Here’s an English version of CNN’s bogus story of an out-of-wedlock child. Apparently the irresponsible journalist in question was one Carlos Valverde, who “exposed” Evo on a radio show. Valverde is also the one who claimed to have dug up the bogus “son” in question. The tone of CNN’s piece leads me to conclude that they believed Valverde, since they called his story merely an “alleged lie”, claiming that the aunt of the woman at the heart of the “scandal” also asserted that there is a child, and that the son in question is alive.
Most significant of all, though, is Evo’s response, which was buried at the bottom of the CNN piece:
Morales has since said he is hurt by Zapata’s alleged lie that his son had died and has appealed to the family to let him see and meet his son.

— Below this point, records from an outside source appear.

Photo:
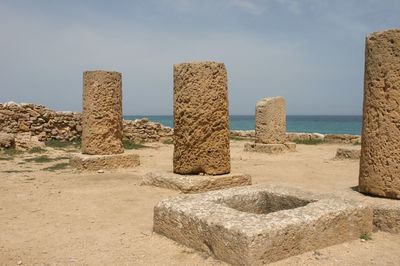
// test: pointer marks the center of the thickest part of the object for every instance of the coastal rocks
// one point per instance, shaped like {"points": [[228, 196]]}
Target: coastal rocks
{"points": [[7, 140], [348, 153], [66, 126], [271, 121], [270, 135], [99, 162], [102, 113], [294, 136], [144, 130], [201, 119], [342, 138], [25, 141], [39, 121], [379, 168]]}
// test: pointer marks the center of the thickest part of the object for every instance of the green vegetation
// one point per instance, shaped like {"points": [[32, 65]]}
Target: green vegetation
{"points": [[62, 144], [308, 141], [129, 145], [58, 166], [44, 159], [365, 237], [168, 141]]}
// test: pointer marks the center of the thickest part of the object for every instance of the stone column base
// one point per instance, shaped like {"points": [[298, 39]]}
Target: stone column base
{"points": [[195, 183], [97, 162], [270, 148]]}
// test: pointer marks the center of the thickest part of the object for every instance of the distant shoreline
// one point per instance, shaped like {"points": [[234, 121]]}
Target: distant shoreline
{"points": [[323, 124]]}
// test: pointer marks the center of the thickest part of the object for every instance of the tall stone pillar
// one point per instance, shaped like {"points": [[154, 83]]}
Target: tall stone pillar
{"points": [[271, 121], [201, 119], [102, 113], [380, 150]]}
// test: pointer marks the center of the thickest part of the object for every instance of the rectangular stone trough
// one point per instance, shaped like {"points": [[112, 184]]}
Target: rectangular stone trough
{"points": [[255, 225]]}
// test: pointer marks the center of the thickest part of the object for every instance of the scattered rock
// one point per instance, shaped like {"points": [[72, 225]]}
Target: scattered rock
{"points": [[26, 141], [7, 140]]}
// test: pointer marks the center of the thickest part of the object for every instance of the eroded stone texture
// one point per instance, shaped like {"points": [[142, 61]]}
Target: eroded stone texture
{"points": [[102, 113], [271, 121], [97, 162], [195, 183], [380, 152], [348, 153], [201, 119], [256, 225]]}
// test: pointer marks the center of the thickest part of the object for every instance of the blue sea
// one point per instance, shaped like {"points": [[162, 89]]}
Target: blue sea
{"points": [[324, 124]]}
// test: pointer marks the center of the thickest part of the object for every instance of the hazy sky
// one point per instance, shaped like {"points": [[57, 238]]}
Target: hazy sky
{"points": [[309, 51]]}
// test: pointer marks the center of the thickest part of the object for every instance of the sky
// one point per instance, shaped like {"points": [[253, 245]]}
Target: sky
{"points": [[311, 52]]}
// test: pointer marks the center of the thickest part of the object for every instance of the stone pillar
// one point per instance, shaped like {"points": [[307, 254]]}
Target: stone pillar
{"points": [[102, 113], [201, 119], [271, 121], [380, 152]]}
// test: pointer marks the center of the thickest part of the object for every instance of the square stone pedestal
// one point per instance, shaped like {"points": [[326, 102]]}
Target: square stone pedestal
{"points": [[348, 153], [195, 183], [270, 148], [256, 225], [97, 162]]}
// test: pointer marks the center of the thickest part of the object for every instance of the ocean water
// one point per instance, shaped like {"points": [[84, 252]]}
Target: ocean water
{"points": [[324, 124]]}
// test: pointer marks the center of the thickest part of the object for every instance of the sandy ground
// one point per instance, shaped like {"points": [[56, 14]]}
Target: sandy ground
{"points": [[67, 217]]}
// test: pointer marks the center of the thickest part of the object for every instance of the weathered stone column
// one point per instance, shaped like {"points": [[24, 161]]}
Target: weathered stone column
{"points": [[102, 113], [380, 152], [201, 119], [271, 121]]}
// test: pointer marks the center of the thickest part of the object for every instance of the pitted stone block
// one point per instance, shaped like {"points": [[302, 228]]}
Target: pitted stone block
{"points": [[201, 119], [195, 183], [348, 153], [271, 121], [380, 152], [255, 225], [97, 162], [102, 113]]}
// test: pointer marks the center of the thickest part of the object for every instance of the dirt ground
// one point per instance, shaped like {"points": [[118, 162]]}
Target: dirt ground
{"points": [[66, 217]]}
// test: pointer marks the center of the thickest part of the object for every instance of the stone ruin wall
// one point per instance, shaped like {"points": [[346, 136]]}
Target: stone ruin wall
{"points": [[48, 124]]}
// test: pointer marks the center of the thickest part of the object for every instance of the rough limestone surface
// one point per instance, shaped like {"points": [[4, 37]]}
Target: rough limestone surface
{"points": [[380, 152], [256, 225], [102, 113], [348, 153], [271, 121], [266, 148], [7, 140], [201, 119], [195, 183], [98, 162], [25, 141]]}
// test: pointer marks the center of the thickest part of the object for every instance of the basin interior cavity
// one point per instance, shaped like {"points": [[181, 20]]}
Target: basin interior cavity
{"points": [[265, 202]]}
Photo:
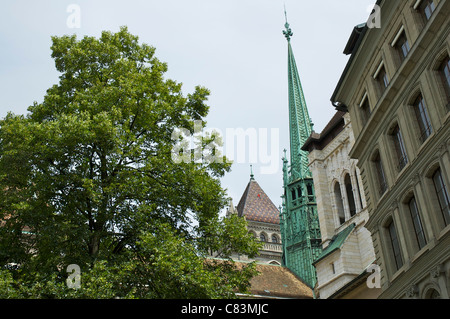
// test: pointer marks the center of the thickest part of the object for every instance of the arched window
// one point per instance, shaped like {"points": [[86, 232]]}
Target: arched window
{"points": [[262, 238], [442, 195], [350, 196], [381, 176], [359, 189], [395, 245], [423, 120], [339, 205], [417, 223]]}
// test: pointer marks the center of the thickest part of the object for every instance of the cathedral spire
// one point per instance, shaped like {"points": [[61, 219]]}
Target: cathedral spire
{"points": [[300, 125], [299, 222]]}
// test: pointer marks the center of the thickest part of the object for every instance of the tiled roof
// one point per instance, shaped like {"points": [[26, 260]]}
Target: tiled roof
{"points": [[278, 282], [255, 205], [336, 242]]}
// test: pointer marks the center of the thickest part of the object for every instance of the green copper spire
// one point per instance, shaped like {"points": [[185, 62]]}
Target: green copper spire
{"points": [[299, 221], [299, 120]]}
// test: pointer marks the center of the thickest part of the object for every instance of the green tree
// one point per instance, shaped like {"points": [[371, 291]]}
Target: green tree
{"points": [[87, 178]]}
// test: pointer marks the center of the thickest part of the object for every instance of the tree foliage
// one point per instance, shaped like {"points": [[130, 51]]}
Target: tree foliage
{"points": [[87, 178]]}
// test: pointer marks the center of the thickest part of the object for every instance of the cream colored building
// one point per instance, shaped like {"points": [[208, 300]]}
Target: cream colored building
{"points": [[396, 88], [263, 222], [348, 250]]}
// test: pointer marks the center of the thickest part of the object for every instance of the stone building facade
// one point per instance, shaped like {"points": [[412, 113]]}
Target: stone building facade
{"points": [[347, 245], [263, 221], [396, 89]]}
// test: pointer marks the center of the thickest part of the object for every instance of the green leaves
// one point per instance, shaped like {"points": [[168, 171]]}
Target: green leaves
{"points": [[88, 174]]}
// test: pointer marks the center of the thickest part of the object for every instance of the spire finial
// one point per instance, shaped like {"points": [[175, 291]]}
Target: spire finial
{"points": [[288, 32]]}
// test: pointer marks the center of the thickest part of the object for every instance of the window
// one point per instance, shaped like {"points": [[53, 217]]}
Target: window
{"points": [[395, 244], [299, 192], [417, 223], [294, 194], [401, 44], [350, 197], [262, 238], [359, 190], [365, 110], [397, 138], [339, 205], [274, 239], [426, 8], [423, 120], [382, 79], [380, 174], [444, 71], [442, 195]]}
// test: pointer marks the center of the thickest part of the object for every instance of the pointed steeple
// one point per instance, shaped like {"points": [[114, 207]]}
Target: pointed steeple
{"points": [[299, 222], [300, 125]]}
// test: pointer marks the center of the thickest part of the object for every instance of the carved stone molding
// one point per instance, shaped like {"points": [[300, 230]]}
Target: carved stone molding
{"points": [[437, 271]]}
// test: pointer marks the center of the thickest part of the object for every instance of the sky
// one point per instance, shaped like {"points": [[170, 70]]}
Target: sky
{"points": [[235, 48]]}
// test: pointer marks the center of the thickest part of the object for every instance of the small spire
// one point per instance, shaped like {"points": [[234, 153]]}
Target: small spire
{"points": [[288, 32]]}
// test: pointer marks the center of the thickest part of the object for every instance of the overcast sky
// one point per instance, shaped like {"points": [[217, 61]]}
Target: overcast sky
{"points": [[235, 48]]}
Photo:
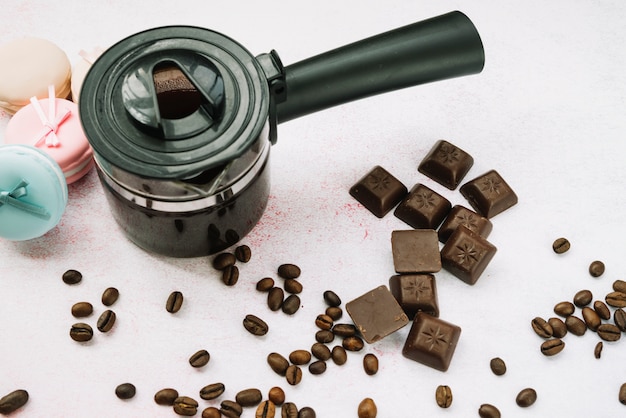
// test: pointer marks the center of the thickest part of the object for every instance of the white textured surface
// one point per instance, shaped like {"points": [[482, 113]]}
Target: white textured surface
{"points": [[547, 113]]}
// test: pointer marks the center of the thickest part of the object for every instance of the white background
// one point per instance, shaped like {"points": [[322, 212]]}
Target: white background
{"points": [[547, 113]]}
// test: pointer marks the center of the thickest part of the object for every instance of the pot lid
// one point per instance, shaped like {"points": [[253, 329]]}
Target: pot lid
{"points": [[173, 102]]}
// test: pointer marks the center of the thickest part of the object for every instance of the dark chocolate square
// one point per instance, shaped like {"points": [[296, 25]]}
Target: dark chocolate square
{"points": [[466, 254], [423, 208], [415, 293], [376, 314], [378, 191], [460, 215], [446, 163], [489, 194], [415, 251], [431, 341]]}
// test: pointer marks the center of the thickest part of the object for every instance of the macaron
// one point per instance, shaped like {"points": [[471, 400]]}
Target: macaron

“I want to ask family, the alleged aunt, that they show him to me, they bring him to me, I want to see him. If your family allows me, I want to recognize the baby, well the child. In reality, I cannot understand. I can’t believe they falsely told me the baby had died. I have no problem and if the family permits, I’ll recognize the child, it is a joy”
If they’re looking to pin a cover-up on Evo himself, they failed royally. Along with all the accusations of “influence peddling”, which the timeline of events (and non-events) has made a hash of.
So far, no genuine claimant in the alleged paternity case seems to have come forward.